Estaban entrando a Buenos Aires.
—Una rosa es una rosa es una rosa. ¿Se puede confiar en lo que se siente? ¿Se puede amar locamente a dos mujeres a la vez? —preguntó Santiago.
—Se puede amar locamente a dos mujeres aunque tal vez no se pueda estar enamorado locamente de dos mujeres.
—¿Sentiste hablar del «triángulo de cuatro lados»?
—No.
—Bueno, ante todo, si querés que te publiquemos tus poemas en la revista es primordial que la leas; sobre todo lo que publicamos de Boris Vian. ¿Entendiste? Hay una historia que cuenta Boris que se llama El triángulo de cuatro lados. Es la historia de dos sabios enamorados de la misma mujer que sólo corresponde en amor a uno de ellos. «Nada más simple —dice uno de los sabios—, el problema se puede resolver». El científico entonces fabrica una segunda mujer exactamente igual a la primera.
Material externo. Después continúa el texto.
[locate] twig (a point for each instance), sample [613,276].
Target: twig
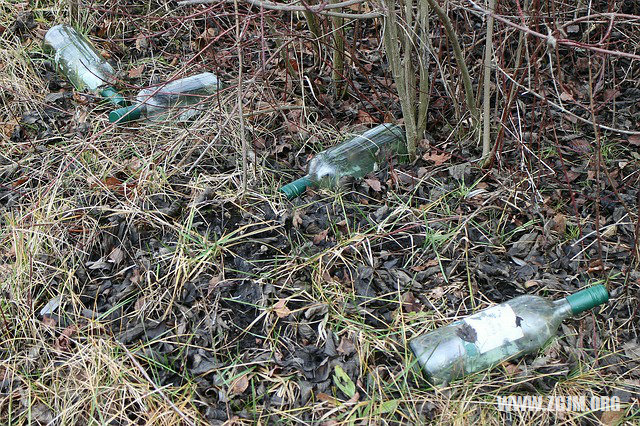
[551,40]
[464,71]
[566,111]
[293,8]
[243,137]
[486,127]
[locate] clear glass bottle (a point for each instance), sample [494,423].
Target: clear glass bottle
[513,328]
[78,60]
[355,157]
[178,100]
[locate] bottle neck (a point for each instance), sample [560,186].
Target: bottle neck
[562,309]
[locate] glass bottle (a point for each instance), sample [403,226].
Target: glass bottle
[78,60]
[355,157]
[178,100]
[519,326]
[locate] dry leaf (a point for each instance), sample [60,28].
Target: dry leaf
[438,159]
[365,118]
[560,223]
[346,347]
[374,184]
[136,72]
[612,418]
[48,321]
[321,236]
[135,276]
[63,340]
[531,283]
[116,256]
[280,308]
[239,385]
[297,219]
[565,96]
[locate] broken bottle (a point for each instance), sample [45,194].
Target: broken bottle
[516,327]
[356,158]
[178,100]
[78,60]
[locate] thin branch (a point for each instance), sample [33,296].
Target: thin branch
[566,111]
[457,50]
[287,7]
[551,40]
[488,53]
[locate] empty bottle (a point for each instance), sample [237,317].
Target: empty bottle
[79,61]
[355,157]
[516,327]
[178,100]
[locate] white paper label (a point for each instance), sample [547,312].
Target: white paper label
[494,327]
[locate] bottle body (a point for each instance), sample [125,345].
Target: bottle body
[79,61]
[513,328]
[178,100]
[355,157]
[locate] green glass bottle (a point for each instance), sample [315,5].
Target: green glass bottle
[355,157]
[79,61]
[178,100]
[513,328]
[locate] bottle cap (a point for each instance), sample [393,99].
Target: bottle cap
[122,115]
[588,298]
[295,188]
[113,96]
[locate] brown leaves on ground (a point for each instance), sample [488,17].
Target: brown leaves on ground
[280,308]
[437,158]
[239,385]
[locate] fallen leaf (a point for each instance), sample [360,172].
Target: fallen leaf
[365,118]
[343,381]
[321,236]
[239,385]
[374,184]
[51,306]
[437,159]
[410,303]
[136,72]
[321,396]
[48,321]
[531,283]
[135,276]
[63,340]
[612,418]
[346,347]
[280,308]
[116,256]
[560,223]
[511,368]
[566,96]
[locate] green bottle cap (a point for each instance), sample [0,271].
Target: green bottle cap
[113,96]
[295,188]
[122,115]
[588,298]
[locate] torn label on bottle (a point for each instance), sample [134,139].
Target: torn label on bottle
[493,327]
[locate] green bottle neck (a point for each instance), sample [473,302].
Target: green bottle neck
[581,301]
[562,310]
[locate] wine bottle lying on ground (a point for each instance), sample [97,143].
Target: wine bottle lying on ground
[513,328]
[178,100]
[79,61]
[355,157]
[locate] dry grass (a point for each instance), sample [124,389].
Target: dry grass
[125,224]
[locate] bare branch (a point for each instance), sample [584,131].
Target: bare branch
[287,7]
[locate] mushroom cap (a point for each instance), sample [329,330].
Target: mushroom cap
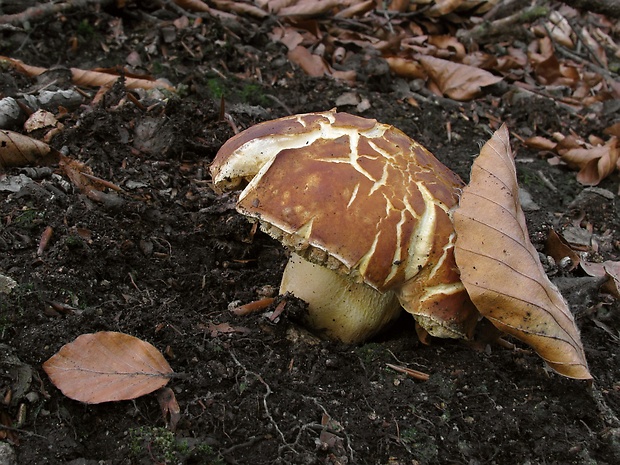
[354,195]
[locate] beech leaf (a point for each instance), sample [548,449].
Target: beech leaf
[455,80]
[107,366]
[500,267]
[19,150]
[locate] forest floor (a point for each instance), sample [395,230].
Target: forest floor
[163,259]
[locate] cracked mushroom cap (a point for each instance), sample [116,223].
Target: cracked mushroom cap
[358,197]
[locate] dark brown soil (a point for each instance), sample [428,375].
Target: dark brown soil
[164,259]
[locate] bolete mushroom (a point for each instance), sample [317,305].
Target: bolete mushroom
[365,211]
Pero, como la mujer es exactamente igual, se enamora del mismo sabio. Y nada ha sido resuelto.
Como habría dicho Pajarito, Ramiro también podía sacar algunas conclusiones de lo ocurrido en ese fin de semana. Tenía que reconocer que Santiago era un gran amigo. Sin pudor podía decir que era su mejor amigo. Se había mostrado generoso cuando podría haber sido egoísta, se había mostrado comprensivo cuando pudo haberse enojado, se mostró como un hombre cuando pudo ser un macho herido en el orgullo. No estaba mal tener un amigo así. Podía dejar para más adelante definir lo que le ocurría con Marcela. Tal vez, lo mejor era dar un paso al costado o, por el contrario, peleársela palmo a palmo a Santiago sin que su amistad estuviera en juego. Sólo se trataba de disfrutar de lo que se merecían. De lo que todos ellos se merecían: mirar las estrellas o echarse al sol en medio del campo, trabajar sólo en lo que les gustaba, ir de acá para allá sin rendirle cuentas a nadie, hacer cosas para que los demás también pudieran disfrutar y acostarse con las chicas que siempre soñaron, nada más honesto y necesario; escuchar Nirvana o Poe, leer a Vanasco o a Vian, gritar las veces que fuera necesario, de dolor, de bronca o de placer, llenar nuevamente la copa vacía del otro a las tres de la mañana, tener a mano los afectos y saber que la felicidad sólo se alcanza si se lucha por ella hasta ensuciarse, y nada más, o poco más. Ellos se lo merecían, se lo merecían Ana, Pajarito y Simone, se lo merecían Marcela y Santiago, Lucrecia y Ramiro: disfrutar de una existencia menos común. De una vida menos ordinaria.